Tout ce que les Écritures nous disent du Saint-Esprit nous le prouve. Toute l’œuvre du Saint-Esprit tend à cette fin : la sanctification de l’Église. Tous les commandements qui exigent la sainteté, toutes les promesses, toutes les prophéties, toutes les ordonnances, tous les avertissements, toutes les bénédictions, tous les châtiments, tous les devoirs religieux sont autant de moyens qu'emploie le Saint-Esprit pour la sanctification de l’Église.

5. Si le devoir d'être parfaitement, saint n'est pas praticable en ce monde, il s'en suit que Satan a si bien accompli ses desseins en corrompant l'humanité, que Jésus-Christ est en défaut, car il n'a pas d'autre moyen pour sanctifier son peuple que de l'ôter du monde.

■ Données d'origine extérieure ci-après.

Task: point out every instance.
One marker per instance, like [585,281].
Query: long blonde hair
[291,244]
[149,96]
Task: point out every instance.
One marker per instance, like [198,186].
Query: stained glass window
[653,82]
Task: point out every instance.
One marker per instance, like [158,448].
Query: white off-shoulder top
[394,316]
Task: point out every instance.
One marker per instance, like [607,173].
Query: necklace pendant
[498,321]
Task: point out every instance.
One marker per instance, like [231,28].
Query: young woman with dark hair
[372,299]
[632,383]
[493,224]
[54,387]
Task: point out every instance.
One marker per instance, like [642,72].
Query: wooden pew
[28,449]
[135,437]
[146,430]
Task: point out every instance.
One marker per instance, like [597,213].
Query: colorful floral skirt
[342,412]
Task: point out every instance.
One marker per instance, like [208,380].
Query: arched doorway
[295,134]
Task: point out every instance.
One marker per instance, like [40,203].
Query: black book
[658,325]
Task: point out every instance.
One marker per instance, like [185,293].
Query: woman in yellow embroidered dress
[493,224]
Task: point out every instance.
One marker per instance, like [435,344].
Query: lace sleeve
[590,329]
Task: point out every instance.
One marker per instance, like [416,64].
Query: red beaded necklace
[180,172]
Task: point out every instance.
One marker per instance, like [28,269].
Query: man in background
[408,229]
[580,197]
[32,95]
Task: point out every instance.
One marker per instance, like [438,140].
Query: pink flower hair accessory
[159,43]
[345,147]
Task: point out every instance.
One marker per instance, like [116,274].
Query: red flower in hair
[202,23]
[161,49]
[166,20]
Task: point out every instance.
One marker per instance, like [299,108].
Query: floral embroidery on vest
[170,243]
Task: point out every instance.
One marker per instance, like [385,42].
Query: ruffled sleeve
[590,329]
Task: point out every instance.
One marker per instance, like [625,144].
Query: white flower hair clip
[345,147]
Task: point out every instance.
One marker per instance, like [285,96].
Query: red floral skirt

Est-il possible que Satan ait si bien eu l'avantage sur Dieu que le royaume de Dieu ne puisse pas être rétabli en ce monde, et que le Tout-Puissant n'ait plus d'autre ressource que de battre en retraite, obligé de retirer ses enfants dans le ciel afin de pouvoir les rendre saints ? Le royaume de Dieu ne peut-il donc être établi que partiellement ici-bas, et doit-il en être toujours ainsi, de sorte que les meilleurs d'entre les saints seraient obligés de dépenser la moitié de leur temps au service du diable ?

Le peuple de Dieu serait donc condamné à se traîner toujours chancelant et radotant, vivant dans le péché jusqu'à ce qu'il parvienne au ciel ? Qu'est-ce donc que « cette pierre détachée de la montagne sans le secours d'aucune main  (Daniel 2 v. 34) », et qui devient une grande montagne et remplit toute la terre, si ce n'est un type et un gage du triomphe final de l'amour de Dieu en ce monde ?

6. Si la parfaite sanctification n'est pas praticable en ce monde, cela doit venir ou de l'insuffisance des motifs que présente l’Évangile ou d'un manque de puissance dans le Saint-Esprit.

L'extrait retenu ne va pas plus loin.